He teepeed the book over the gun, four hundred pages on either side of the barrel, and fired. The sound was loud, but too loud. No louder than when the two punks came tumbling out all over Slick like vomit out of a sorority girl.

He only shot twice, no more than he needed and both bodies were still moving as he shut them inside again. He hoped they wouldn’t be for long.

Slick came through the door back into the parking lot and was met with a strong gust of wind and a wet smell in the air. More rain any minute. He kept his back to the security camera. If it could get a shot of him it would see his scar swelling red with hot blood. Slick pulled down on the Red Sox hat and made for the truck. Time to find out if Emma was on his side or not.

CHAPTER 24

––––––––

D
o public buses come straight from the factory smelling like piss or does it take time?
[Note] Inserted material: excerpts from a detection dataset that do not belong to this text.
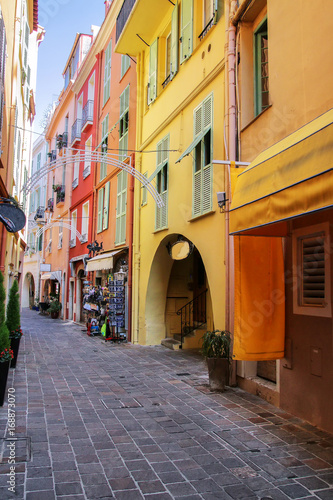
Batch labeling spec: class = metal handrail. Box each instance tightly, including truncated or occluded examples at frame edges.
[177,289,207,349]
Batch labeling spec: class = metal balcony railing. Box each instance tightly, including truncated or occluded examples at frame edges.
[116,0,136,42]
[71,118,82,145]
[81,101,94,131]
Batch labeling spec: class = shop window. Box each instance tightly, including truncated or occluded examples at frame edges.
[293,223,332,317]
[254,18,269,116]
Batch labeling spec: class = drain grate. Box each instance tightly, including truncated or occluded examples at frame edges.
[0,436,31,464]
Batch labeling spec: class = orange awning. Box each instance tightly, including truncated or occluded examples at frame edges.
[230,110,333,236]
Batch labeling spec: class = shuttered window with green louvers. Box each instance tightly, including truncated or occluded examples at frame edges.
[115,170,127,245]
[192,95,213,217]
[155,136,169,230]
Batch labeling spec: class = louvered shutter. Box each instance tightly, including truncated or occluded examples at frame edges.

Emma cradled the pillowcase of money like a newborn as she tried to keep her eyes down and inconspicuous, but failed. She examined every passenger for body language, clues as to their true intentions. The black guy in the down vest looked sneaky, but then so did the grandma in the cardigan with the bag of knitting. It was getting so there wasn’t a damn person in the world anymore who was trustworthy. Christ, Emma’d been fucked then fucked over by a cop.

She regretted getting on the bus. Should’ve taken a taxi, but pulling cab fare out of a pillowcase full of cash was a little different than breaking out the ol’ handbag and hunting for a twenty among the loose tissues and empty gum wrappers. Cab drivers don’t forget either. Like friggin’ elephants. A cop’s best friend. Like a dog. And they usually smelled like a sick gorilla.
Cab drivers are animals
was Emma’s basic assessment.

She pulled the pillowcase closer, hugging the lumpy, uncomfortable heap like only a mother could. For the first time she noticed a child’s sock static-clung to the outside of the case. She knocked it off onto the seat next to her like it was a spider crawling up her leg.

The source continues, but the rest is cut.